I mietitori nel loro parlottare, fanno sfoggio d'alcuni strumenti che utilizzano durante il lavoro, si tratta d'astucci di canna  denominati “canneji” (cannelli di canne) che il mietitore infilza parzialmente sulle dita della mano sinistra con la quale impugna il fascio di spighe a protezione da eventuali tagli della falce. Con le prime ore del mattino, tutti sono appaltati per la giornata lavorativa o per più giorni e si avviano, per le strade di campagna insieme al datore di lavoro, chi a piedi, chi sul carro agricolo del massaro, chi come qualche anziano in groppa al suo asino. La giornata di lavoro anche se pesante o lunga, è trascorsa nella piena allegria con canti popolari, non mancano riferimenti alle canzoni di San Remo o napoletane, oppure ai primi programmi popolari della televisione, quale il  "Musichiere". Di tanto in tanto, alla richiesta dei mietitori, un ragazzo con una "gozza" di terracotta svolge il compito di portare una bevuta d'acqua fresca, o  un bicchiere di vino travasato da un barilotto di legno definito "pirettu".

La prima interruzione del lavoro avviene intorno alle ore undici, orario indicato come “u morzeiu”, quando arriva “a massara ca cofineia in testa”. La donna apparecchia per terra al fresco di un albero il pasto principale della giornata. Le giornate sono normalmente calde ed assolate; con le ore pomeridiane il mietitore volge spesso lo sguardo verso il nord dell'orizzonte. La comparsa di piccole nubi basse anticipa l'arrivo di un leggero venticello fresco con un pò di "rifrigeriu" (rinfresco); quando ciò non avviene, le ultime ore della giornata diventano le più calde, e nel detto locale questa fase è indicata come "scindiu na rasa i suli".  Sono ore di lavoro molto pesanti in cui il frinire delle cicale prende il sopravvento su tutte le altre voci. Una breve interruzione pomeridiana, per mangiare un boccone e dissetarsi costituisce una consuetudine definita “ 'u vesparu”. Si  prepara un’insalata di pomodori e cipolla, “ u salatu” tagliato a quadretti, e la rimanenza di qualche bicchiere di vino. L'ultimo lavoro della giornata consiste nel concentrare in alcuni punti del terreno i fasci di grano mietuti. Il massaro con esperienza e maestria li dispone uno sull’altro a strati circolari con la spiga rivolta all'interno. Ne viene fuori un covone a forma conica, comunemente chiamato "timogna". Sull'ultima spira di "gregne" è fissato il ramoscello d'olivo  benedetto, ormai secco, disposto nel campo il giorno delle Palme.

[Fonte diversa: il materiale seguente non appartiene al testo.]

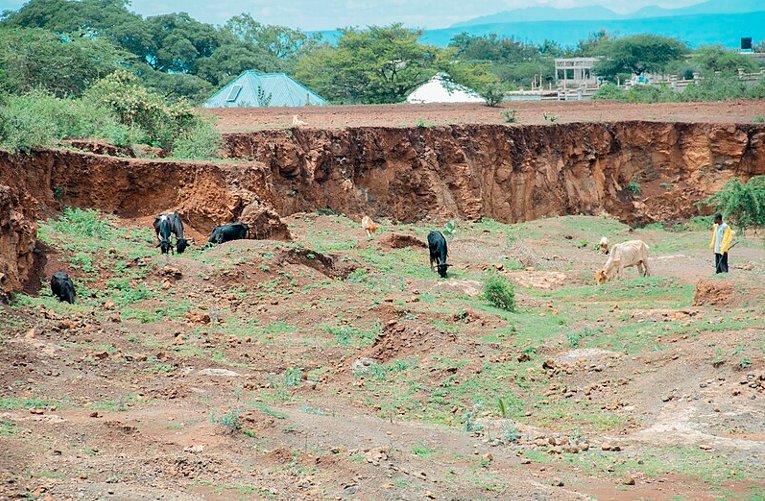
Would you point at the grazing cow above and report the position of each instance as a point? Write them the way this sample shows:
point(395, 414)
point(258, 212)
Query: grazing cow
point(369, 226)
point(62, 287)
point(226, 232)
point(163, 228)
point(603, 245)
point(173, 219)
point(624, 255)
point(438, 252)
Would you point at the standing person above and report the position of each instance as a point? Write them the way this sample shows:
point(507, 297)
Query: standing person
point(720, 244)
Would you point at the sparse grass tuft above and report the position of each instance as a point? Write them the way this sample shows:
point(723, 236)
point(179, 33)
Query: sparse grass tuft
point(499, 292)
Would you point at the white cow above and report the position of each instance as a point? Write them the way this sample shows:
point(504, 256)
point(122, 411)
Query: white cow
point(624, 255)
point(603, 245)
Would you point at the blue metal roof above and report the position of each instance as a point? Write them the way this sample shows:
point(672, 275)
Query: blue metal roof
point(258, 90)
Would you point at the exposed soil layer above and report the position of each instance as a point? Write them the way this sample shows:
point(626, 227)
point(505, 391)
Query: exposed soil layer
point(637, 171)
point(528, 113)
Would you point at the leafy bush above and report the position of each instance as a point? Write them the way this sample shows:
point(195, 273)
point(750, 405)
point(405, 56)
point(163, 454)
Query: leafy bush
point(201, 142)
point(499, 292)
point(743, 203)
point(510, 116)
point(40, 119)
point(164, 125)
point(493, 94)
point(229, 420)
point(609, 91)
point(550, 117)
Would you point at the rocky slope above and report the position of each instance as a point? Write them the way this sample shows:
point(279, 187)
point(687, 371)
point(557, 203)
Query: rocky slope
point(511, 174)
point(637, 171)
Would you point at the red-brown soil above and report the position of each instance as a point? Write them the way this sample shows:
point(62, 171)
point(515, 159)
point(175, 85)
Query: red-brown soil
point(350, 370)
point(528, 113)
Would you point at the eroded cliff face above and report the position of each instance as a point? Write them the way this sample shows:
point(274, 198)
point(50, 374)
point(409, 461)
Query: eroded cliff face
point(37, 185)
point(511, 174)
point(18, 234)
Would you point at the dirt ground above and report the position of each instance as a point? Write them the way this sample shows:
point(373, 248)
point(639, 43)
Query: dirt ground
point(340, 367)
point(528, 112)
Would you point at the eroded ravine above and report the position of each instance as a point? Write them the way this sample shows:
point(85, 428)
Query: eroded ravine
point(638, 172)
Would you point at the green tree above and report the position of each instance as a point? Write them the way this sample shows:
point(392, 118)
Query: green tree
point(279, 42)
point(135, 106)
point(743, 203)
point(479, 77)
point(376, 65)
point(178, 42)
point(491, 48)
point(637, 54)
point(62, 65)
point(716, 58)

Ormai è buio, i mietitori abbandonano i campi per dirigersi verso il paese e sulla strada si concentrano a "frotte", vale a dire a gruppi, per chiacchierare lungo il percorso. L'uomo anziano insieme al nipotino procede in groppa al suo asinello, la moglie con il cesto circolare in testa, per mantenere il passo, si aiuta nel suo camminare aggrappandosi alla coda dell'asino. Il carro agricolo, con tutti i famigliari e quanti riescono a salire sopra, prosegue nel suo percorso verso il paese lasciando dietro una scia di polvere.

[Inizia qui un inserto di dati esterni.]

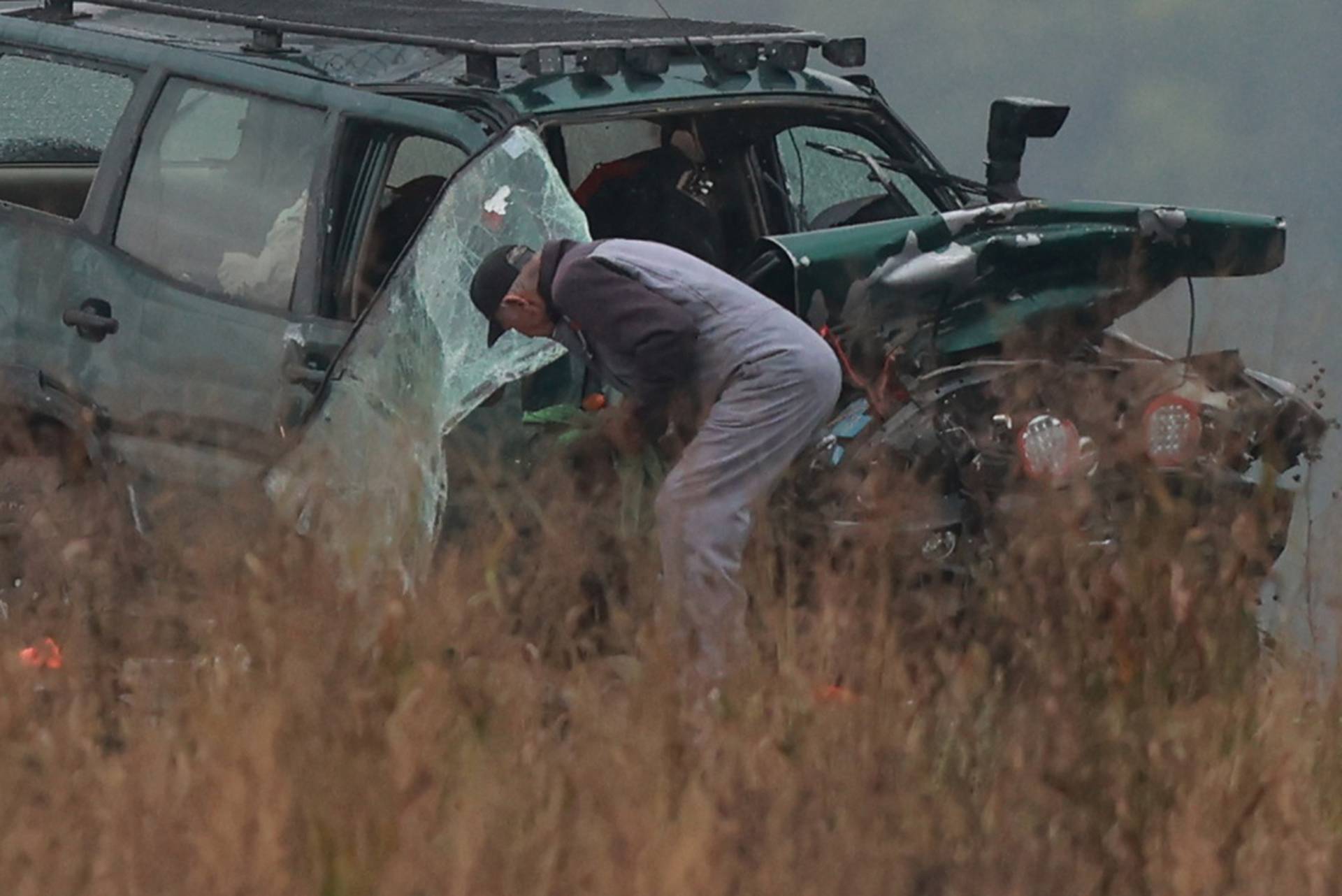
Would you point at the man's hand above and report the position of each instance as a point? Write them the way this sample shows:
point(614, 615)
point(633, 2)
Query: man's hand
point(621, 430)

A sera, i mietitori cenano mettendo qualche boccone  in fretta, nella casa del proprio datore di lavoro, poi si recano in uno dei tanti fienili nelle vicinanze del paese dove, su un giaciglio di paglia, trascorrono la notte. Sono notti calde e stellate del mese di Luglio, il “tir tir tir “ dei grilli copre il silenzio e di tanto in tanto qualche cicala riprende il solitario frinire.

All’alba il tubare dei piccioni sul tetto del fienile, è la sveglia per il mietitore. Inizia una nuova giornata di lavoro.